Vanka miró a la obscura ventana, en cuyos cristales se
reflejaba da bujía, y se imaginó a su abuelo Constantino Makarich,
empleado a la sazón como guardia nocturno en casa de los señores
Chivarev. Era un viejecillo enjuto y vivo, siempre risueño y con ojos de
bebedor. Tenía sesenta y cinco años. Durante el día
dormía en la cocina o bromeaba con los cocineros, y por la noche se
paseaba, envuelto en una amplia pelliza, en torno de la finca, y golpeaba de vez
en cuando con un bastoncillo una pequeña, plancha cuadrada, para dar fe
de que no dormía y atemorizar a los ladrones. Acompañábanle
dos perros: Canelo y Serpiente. Este último se
merecía su nombre: era largo de cuerpo y muy astuto, y siempre
parecía ocultar malas intenciones; aunque miraba a todo el mundo con ojos
acariciadores, no le inspiraba a nadie confianza. Se adivinaba, bajo aquella
máscara de cariño, una perfidia jesuítica.
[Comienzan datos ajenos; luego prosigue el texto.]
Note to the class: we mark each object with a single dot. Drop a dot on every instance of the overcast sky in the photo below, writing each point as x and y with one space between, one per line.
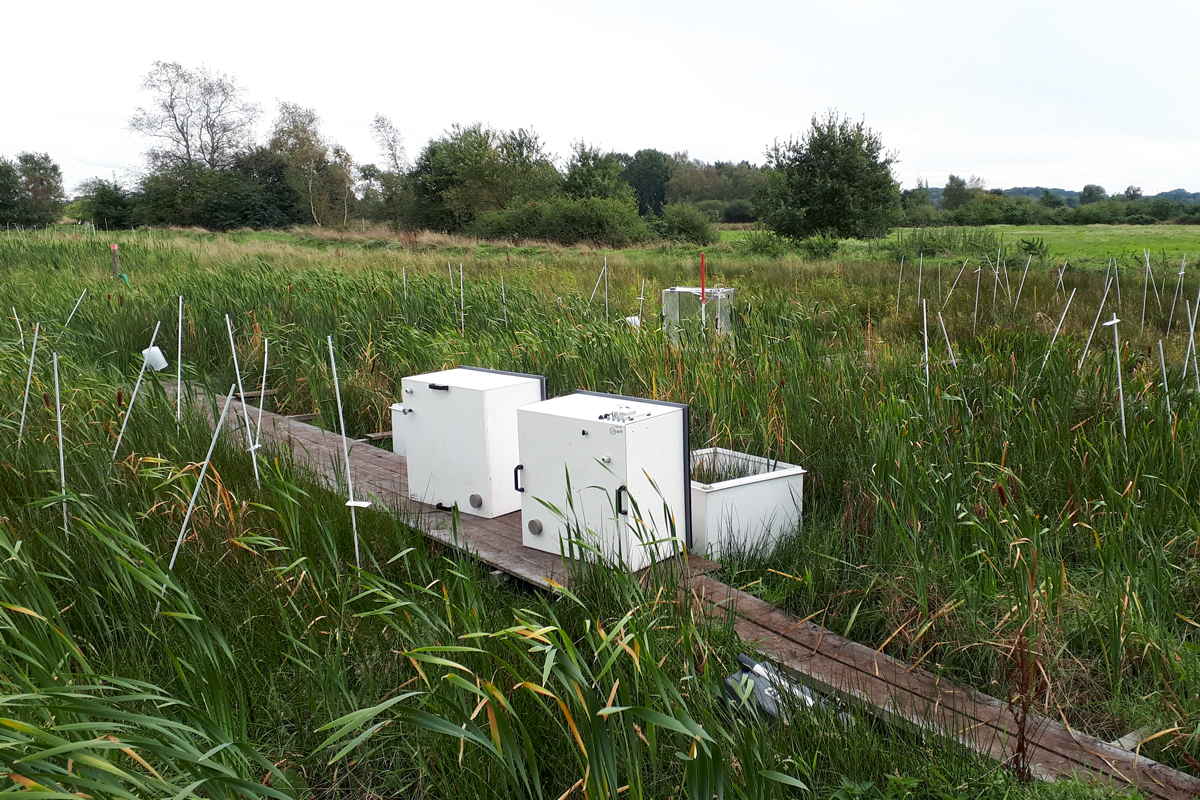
1021 94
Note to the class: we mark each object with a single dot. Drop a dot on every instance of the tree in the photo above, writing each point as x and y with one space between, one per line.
959 192
41 181
387 136
30 190
106 204
835 179
592 174
648 172
1092 193
319 170
198 116
473 169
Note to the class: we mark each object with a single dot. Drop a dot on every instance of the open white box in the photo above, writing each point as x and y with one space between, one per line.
747 512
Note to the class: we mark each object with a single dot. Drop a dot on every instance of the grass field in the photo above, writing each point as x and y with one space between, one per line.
1087 247
990 507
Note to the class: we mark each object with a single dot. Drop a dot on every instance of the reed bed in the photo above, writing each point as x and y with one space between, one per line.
991 512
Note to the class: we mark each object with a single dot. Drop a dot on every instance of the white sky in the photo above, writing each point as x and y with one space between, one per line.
1020 92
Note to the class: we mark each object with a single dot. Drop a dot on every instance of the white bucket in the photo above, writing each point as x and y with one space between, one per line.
155 359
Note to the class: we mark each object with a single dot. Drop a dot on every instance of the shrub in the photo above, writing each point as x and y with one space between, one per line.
683 223
822 245
567 221
711 209
738 211
762 242
1139 220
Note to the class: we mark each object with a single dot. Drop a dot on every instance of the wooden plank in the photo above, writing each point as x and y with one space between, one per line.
810 653
257 394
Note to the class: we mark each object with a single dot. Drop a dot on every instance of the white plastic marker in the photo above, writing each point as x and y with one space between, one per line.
599 278
975 317
921 270
1167 391
29 379
346 451
504 301
241 397
133 397
196 492
1116 344
179 365
63 461
1145 287
1192 341
1153 283
262 395
1175 298
606 287
73 310
948 294
954 361
1108 284
1023 282
1055 337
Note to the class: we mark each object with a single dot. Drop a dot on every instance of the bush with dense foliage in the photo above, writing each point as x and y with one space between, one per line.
567 221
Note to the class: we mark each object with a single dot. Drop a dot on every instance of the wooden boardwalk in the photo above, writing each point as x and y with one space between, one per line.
867 679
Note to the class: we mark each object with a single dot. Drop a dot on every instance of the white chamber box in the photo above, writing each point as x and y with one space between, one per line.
627 461
460 431
742 503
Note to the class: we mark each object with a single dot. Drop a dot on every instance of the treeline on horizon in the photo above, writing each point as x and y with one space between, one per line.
205 168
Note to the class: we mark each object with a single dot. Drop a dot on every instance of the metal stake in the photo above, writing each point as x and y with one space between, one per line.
133 397
29 378
948 294
346 451
63 462
73 310
196 492
954 361
1108 284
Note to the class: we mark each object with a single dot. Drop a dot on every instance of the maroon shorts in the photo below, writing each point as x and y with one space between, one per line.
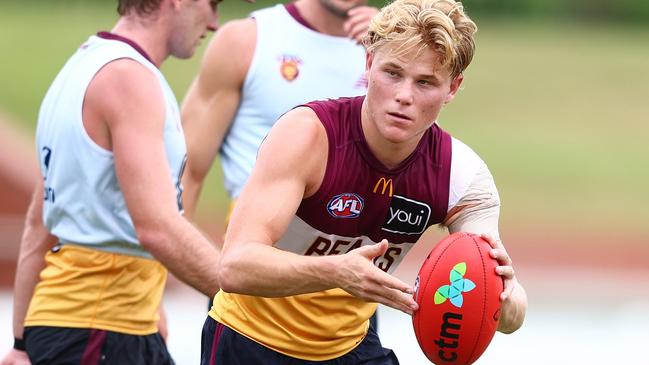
63 346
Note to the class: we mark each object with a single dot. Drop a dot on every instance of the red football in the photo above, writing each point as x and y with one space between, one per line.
458 292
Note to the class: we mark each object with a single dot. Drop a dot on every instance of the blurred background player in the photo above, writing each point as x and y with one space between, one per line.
105 222
320 226
287 54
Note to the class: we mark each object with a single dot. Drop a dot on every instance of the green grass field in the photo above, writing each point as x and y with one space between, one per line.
558 111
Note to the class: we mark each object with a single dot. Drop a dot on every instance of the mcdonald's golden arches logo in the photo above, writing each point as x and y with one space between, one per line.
385 184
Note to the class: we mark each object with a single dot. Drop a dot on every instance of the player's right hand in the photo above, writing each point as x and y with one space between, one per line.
15 357
359 277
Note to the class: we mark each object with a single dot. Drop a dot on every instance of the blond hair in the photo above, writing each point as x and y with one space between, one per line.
439 24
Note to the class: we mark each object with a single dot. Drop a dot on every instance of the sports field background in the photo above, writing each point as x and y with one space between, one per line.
558 109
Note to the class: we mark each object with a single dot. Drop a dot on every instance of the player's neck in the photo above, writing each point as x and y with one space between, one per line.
390 154
321 19
148 35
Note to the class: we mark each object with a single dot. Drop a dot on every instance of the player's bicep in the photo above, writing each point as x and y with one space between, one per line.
478 211
214 96
290 162
134 112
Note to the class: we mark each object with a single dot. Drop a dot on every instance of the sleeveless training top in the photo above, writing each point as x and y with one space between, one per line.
83 201
360 202
292 65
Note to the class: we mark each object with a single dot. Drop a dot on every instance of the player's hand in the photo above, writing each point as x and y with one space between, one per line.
163 329
358 21
359 277
513 297
15 357
504 268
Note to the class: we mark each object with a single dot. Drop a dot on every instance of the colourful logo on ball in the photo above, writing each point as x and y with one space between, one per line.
458 286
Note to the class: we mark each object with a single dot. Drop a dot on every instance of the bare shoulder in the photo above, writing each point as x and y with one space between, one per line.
303 126
123 89
299 140
231 49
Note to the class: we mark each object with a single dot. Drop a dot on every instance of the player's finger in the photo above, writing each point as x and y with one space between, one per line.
495 243
501 256
372 251
505 271
396 299
507 290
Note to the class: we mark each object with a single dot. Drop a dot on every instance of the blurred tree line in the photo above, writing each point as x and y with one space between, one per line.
601 11
607 11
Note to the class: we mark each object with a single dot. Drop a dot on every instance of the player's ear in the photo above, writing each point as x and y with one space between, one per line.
455 86
369 57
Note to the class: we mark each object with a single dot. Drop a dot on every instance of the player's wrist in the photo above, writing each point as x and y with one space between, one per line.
19 344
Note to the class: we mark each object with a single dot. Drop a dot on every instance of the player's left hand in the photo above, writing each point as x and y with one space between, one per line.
504 268
513 297
358 21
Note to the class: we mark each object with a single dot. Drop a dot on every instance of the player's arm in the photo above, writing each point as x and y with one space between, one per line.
478 212
281 178
212 101
128 101
35 243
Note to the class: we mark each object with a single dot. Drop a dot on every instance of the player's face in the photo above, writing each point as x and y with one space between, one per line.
194 20
405 94
341 7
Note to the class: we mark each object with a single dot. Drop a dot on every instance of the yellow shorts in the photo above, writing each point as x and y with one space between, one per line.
86 288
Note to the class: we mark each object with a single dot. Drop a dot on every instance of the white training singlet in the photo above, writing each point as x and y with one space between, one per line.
83 203
292 65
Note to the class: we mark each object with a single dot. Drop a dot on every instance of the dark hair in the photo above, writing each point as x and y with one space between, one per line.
141 7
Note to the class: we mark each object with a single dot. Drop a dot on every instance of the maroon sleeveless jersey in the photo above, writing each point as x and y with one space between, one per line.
360 201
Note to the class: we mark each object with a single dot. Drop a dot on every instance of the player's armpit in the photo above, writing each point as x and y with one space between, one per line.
212 100
478 211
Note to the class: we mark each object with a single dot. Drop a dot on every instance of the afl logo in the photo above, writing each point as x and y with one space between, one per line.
290 67
347 205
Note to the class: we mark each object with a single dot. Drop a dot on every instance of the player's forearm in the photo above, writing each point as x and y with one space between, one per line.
186 253
513 310
30 264
262 270
35 243
192 187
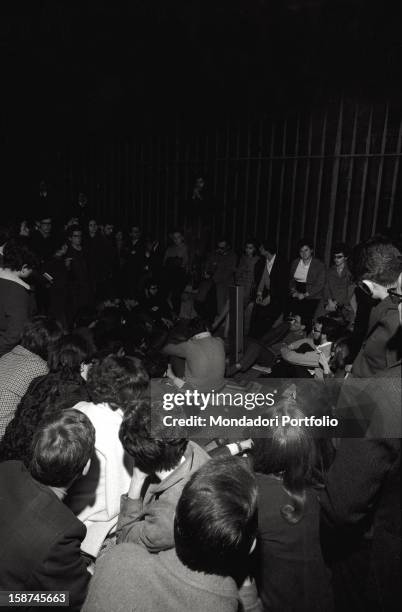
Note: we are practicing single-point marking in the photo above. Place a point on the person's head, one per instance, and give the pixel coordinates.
(5, 233)
(135, 232)
(69, 353)
(108, 229)
(92, 227)
(62, 448)
(198, 325)
(39, 335)
(117, 381)
(45, 226)
(289, 454)
(216, 518)
(342, 354)
(306, 249)
(152, 446)
(75, 236)
(24, 229)
(340, 254)
(250, 248)
(18, 257)
(177, 238)
(267, 248)
(379, 267)
(326, 329)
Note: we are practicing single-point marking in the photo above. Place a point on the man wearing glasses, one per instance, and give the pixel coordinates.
(379, 268)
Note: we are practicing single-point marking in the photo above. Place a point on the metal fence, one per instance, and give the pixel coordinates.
(331, 174)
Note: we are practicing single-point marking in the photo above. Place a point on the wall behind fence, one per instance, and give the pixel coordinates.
(332, 175)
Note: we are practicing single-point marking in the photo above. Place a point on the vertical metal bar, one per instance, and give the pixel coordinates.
(271, 155)
(280, 207)
(380, 172)
(176, 175)
(141, 183)
(334, 184)
(395, 176)
(364, 179)
(307, 178)
(293, 192)
(258, 178)
(350, 175)
(320, 174)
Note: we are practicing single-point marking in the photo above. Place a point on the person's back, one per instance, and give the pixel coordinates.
(291, 571)
(35, 529)
(39, 536)
(157, 582)
(290, 555)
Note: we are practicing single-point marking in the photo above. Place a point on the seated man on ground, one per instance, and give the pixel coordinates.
(214, 532)
(39, 536)
(17, 303)
(204, 358)
(164, 464)
(306, 352)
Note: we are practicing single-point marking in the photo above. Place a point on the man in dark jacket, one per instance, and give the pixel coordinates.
(40, 537)
(16, 299)
(381, 264)
(271, 274)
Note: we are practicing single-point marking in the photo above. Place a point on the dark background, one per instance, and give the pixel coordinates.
(78, 76)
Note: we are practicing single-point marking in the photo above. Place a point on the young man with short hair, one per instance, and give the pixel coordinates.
(214, 532)
(16, 298)
(378, 270)
(39, 536)
(162, 464)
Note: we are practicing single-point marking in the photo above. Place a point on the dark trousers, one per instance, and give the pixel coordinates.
(305, 309)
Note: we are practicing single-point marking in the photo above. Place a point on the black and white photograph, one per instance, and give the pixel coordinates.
(201, 305)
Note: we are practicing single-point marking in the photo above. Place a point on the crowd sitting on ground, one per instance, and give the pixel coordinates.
(125, 515)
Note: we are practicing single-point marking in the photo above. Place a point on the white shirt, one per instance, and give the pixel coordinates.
(301, 271)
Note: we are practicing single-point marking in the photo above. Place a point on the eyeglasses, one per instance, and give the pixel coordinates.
(365, 288)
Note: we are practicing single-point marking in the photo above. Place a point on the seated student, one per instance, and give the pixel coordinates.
(291, 571)
(204, 358)
(305, 352)
(23, 363)
(155, 307)
(214, 532)
(114, 383)
(16, 297)
(146, 516)
(307, 281)
(39, 536)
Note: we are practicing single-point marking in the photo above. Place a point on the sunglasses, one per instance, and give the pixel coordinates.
(396, 298)
(365, 288)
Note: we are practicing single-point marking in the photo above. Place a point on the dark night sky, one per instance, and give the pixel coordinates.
(96, 66)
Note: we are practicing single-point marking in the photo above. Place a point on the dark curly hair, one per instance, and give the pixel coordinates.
(61, 448)
(39, 334)
(46, 395)
(117, 381)
(17, 254)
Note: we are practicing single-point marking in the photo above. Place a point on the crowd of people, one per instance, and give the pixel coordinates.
(99, 500)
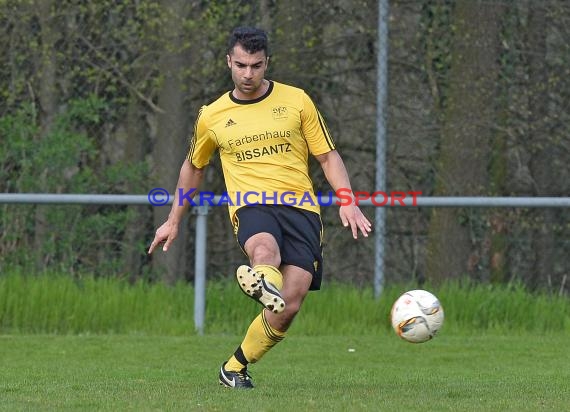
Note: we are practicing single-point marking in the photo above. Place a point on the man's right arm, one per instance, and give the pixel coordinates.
(190, 178)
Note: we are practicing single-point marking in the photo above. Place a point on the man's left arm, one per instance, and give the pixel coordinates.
(337, 176)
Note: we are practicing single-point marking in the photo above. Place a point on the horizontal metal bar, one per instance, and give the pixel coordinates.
(421, 201)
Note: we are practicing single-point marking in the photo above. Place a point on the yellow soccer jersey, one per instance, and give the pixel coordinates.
(263, 145)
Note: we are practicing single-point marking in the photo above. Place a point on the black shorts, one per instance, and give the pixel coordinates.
(298, 233)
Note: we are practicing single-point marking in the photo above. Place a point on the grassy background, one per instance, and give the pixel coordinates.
(101, 344)
(305, 373)
(65, 305)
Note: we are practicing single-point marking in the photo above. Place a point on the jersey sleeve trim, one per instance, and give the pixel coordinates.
(326, 132)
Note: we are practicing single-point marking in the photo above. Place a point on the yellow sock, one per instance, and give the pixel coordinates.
(260, 337)
(271, 274)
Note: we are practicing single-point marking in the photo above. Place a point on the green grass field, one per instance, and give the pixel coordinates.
(489, 372)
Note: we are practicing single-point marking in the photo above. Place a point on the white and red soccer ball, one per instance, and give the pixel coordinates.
(416, 316)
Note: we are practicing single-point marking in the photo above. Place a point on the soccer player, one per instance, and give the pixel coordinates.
(264, 132)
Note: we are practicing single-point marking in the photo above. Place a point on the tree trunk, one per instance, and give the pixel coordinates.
(48, 97)
(544, 175)
(454, 247)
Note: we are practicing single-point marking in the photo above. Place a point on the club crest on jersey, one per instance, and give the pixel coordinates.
(279, 112)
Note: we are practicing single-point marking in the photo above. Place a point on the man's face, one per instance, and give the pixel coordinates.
(248, 71)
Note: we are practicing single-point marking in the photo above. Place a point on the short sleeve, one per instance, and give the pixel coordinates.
(315, 129)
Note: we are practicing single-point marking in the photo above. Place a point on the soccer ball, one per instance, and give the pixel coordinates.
(416, 316)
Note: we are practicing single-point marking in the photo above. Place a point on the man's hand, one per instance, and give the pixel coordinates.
(165, 233)
(352, 216)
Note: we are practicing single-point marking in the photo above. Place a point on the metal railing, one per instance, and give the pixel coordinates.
(201, 212)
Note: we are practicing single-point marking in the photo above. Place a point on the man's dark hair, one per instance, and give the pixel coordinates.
(250, 38)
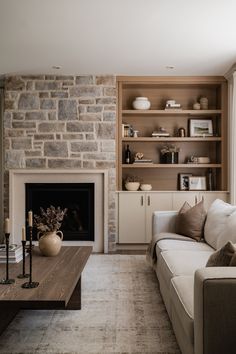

Le gustaba acercarse a la gente con suavidad, sin ser notado, y
morderla en las pantorrillas. Con frecuencia robaba pollos de casa de los
campesinos. Le pegaban grandes palizas; dos veces había estado a punto de
morir ahorcado; pero siempre salía con vida de los más apurados
trances y resucitaba cuando le tenían ya por muerto.
En aquel momento, el abuelo de Vanka estaría, de fijo, a
la puerta, y mirando las ventanas iluminadas de la iglesia, embromaría a
los cocineros y a las criadas, frotándose las manos para calentarse.
Riendo con risita senil les daría vaya a las mujeres.